En Castilla y León, donde la política suele moverse con la velocidad de un rebaño en invierno, hay días en los que un simple café puede generar más inquietud que un soporífero pleno municipal o una sesión de cortes regionales. Y no porque haya estallado nada —aquí nunca estalla nada a la vista—, sino porque si lo que contamos hoy eterminara siendo cierto, más de un partido de los de siempre tendría que revisar su plan de siesta.
Especialmente un PP que vive más pendiente de mirar a Vox que a su alrededor, convencido de que todo está hecho mientras agita el espantajo del sanchismo, como si a Sánchez o a Feijóo les quitara el sueño esta Comunidad.

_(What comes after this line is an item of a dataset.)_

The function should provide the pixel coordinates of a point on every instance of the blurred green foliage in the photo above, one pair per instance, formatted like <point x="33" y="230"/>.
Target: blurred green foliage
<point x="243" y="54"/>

La escena, por sí sola, no tenía misterio: una mañana de lluvia y viento, una hora discreta y un lugar nada discreto, el Landa, donde coinciden madrileños rumbo al norte, vascos camino de Madrid y burgaleses que se regalan huevos con morcilla sin olor a fritanga. Allí, sin esconderse y sin prisa, Carolina Blasco y Silvia Clemente tomaban un café. Nada clandestino, nada teatral. Precisamente por eso, tan sugerente. El observador no puede asegurar si había algo más que café, pero sí puede intuir que, si esto avanza, habrá quien necesite aire.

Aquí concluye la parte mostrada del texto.